The nine schools in the greater Baton Rouge area managed by the state-run Recovery School District have collectively lost more than 850 students compared with a year ago, according to preliminary enrollment numbers.
Istrouma High and Crestworth Middle, two Baton Rouge schools that have undergone the biggest changes in the past year, suffered the biggest enrollment declines, 289 and 197 students respectively.
Istrouma High was run during the 2011-12 school year by the East Baton Rouge Parish school system. It was taken over last summer after Louisiana Department of Education officials decided that the low-performing high school was not making improvements at a fast enough pace.
Meanwhile, Crestworth Middle School also was under different management last year, a charter school group connected to Mount Pilgrim Baptist Church in Baton Rouge. The charter school group, after three years in control, handed the school back to the state with unpaid bills and a facility in disrepair.
Consequently, Crestworth’s 166 students — it had 363 in 2011-12 — have spent the past two months 4½ miles away at another RSD-run school, Glen Oaks Middle School.
Glen Oaks Middle, likewise has fewer students, 215, compared with 287 year ago. Crestworth students are scheduled to return home to their Scotlandville campus on Oct. 22.
The RSD schools were at one time low-performing neighborhood schools run by local school districts.
Istrouma, by far, has suffered the greatest enrollment loss of all the RSD-run schools in the area. During 2011-12, Istrouma had 669 students; this year, the school has 380.
Also, last school year, the Istrouma campus housed a separate, independent high school, EBR Lab Academy, which enrolled 228 students but was closed soon after the state takeover was announced.
The space EBR Lab occupied at Istrouma is now filled with students from nearby Prescott Middle, which saw its enrollment drop as well, from 262 to 240 students. The old Prescott campus at 4055 Prescott Road now sits empty, except for some RSD administrative offices.
Robert Webb, who took over as principal of Istrouma High in April and is a graduate of the high school, said he’s not surprised by the decline.
Webb said some parents who were uncertain about Istrouma’s future opted instead for other public high schools in Baton Rouge, particularly Belaire High, and Webb said he understands.
The collective enrollment for the nine RSD schools in the greater Baton Rouge area decreased from 3,392 on Oct. 1, 2011, to 2,539 on Oct. 1 this year. That’s a decline of 853 students.
The latest Oct. 1 numbers, however, are unaudited. Official public school enrollment numbers will not be released until later this year.
The state takes official enrollment snapshots of all public schools on Oct. 1 and Feb. 1 of every school year. The numbers drive state education funding, $8,733 per student in Baton Rouge, during 2012-13.
The state released the unaudited Oct. 1 numbers Friday in response to a request made Oct. 4 by The Advocate.
Earlier in the month, the East Baton Rouge Parish released its unaudited Oct. 1 numbers, showing 42,690 students at 83 campuses.

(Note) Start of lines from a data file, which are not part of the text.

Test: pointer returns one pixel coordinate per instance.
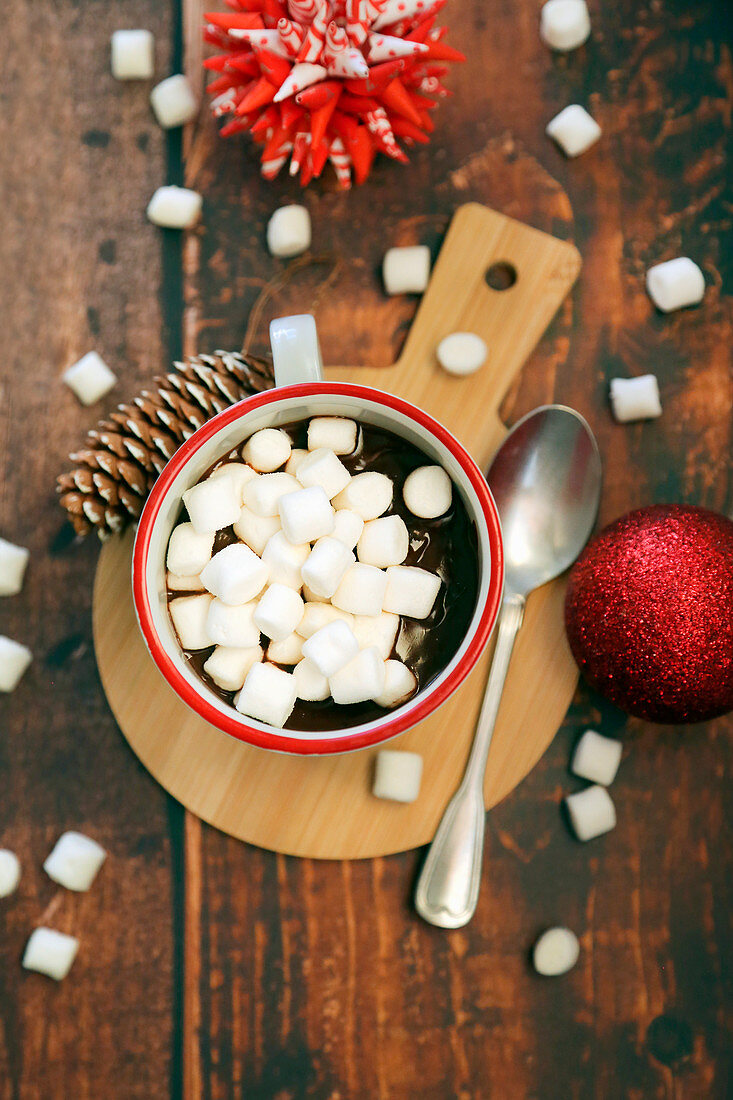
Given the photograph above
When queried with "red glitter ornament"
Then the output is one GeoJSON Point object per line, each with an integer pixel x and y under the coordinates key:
{"type": "Point", "coordinates": [328, 80]}
{"type": "Point", "coordinates": [649, 613]}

That’s 613 fewer students than the district had enrolled Oct. 1, 2011.
The only RSD-affiliated school that the RSD did not release Oct. 1 enrollment numbers for was Kenilworth Science and Technology School, a middle school in south Baton Rouge that is run as a charter school. That school had 479 students in 2011-12.
The nine schools that RSD released enrollment numbers for are run by state employees. A year ago, Capitol High in Baton Rouge and St. Helena Middle in Greensburg, were run by state employees.

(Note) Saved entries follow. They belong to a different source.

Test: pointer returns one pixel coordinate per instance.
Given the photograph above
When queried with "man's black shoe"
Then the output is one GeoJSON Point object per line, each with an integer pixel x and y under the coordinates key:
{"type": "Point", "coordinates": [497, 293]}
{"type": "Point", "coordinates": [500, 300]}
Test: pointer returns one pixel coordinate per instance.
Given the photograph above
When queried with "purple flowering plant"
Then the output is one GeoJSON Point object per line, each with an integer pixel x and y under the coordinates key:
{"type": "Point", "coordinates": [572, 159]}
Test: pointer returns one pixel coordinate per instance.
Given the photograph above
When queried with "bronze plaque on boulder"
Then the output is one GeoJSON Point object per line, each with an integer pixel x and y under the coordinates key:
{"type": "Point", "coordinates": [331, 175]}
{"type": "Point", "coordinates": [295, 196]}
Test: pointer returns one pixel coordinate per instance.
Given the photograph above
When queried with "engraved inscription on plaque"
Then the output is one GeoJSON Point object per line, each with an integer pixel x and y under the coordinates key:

Capitol High is the only one of the nine to actually gain students, 14, while St. Helena lost 32 students.
Five of the nine schools that RSD runs now were charter schools operated by the now defunct nonprofit group, Advance Baton Rouge. Unsatisfied with those schools’ academic progress, the RSD, took those five schools over during the latter half of the 2011-12 school year, replacing much of the faculty.

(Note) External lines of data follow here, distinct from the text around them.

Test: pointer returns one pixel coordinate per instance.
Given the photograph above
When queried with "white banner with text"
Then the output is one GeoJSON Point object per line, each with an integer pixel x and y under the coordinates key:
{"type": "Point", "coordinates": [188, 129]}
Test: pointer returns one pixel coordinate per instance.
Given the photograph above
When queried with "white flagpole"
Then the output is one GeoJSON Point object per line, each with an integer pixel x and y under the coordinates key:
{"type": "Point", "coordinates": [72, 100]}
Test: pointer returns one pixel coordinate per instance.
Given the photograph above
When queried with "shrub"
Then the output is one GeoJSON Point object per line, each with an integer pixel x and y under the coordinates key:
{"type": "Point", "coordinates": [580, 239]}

All five lost students, ranging from 22 students at Prescott Middle to 130 at Dalton Elementary. Four of the five schools are in Baton Rouge. Pointe Coupee Central, which lost 63, students, is in Morganza.
RSD Superintendent Patrick Dobard has said that RSD will not run most of these schools for long.
The plan is to find well-regarded charter management groups to take over at least seven schools as early as next summer so that collectively they form a new Achievement Zone in north Baton Rouge. The state is reviewing charter applications and will make a decision by December. Dobard said the state will wait longer if it fails to find a quality operator for a school on the first try.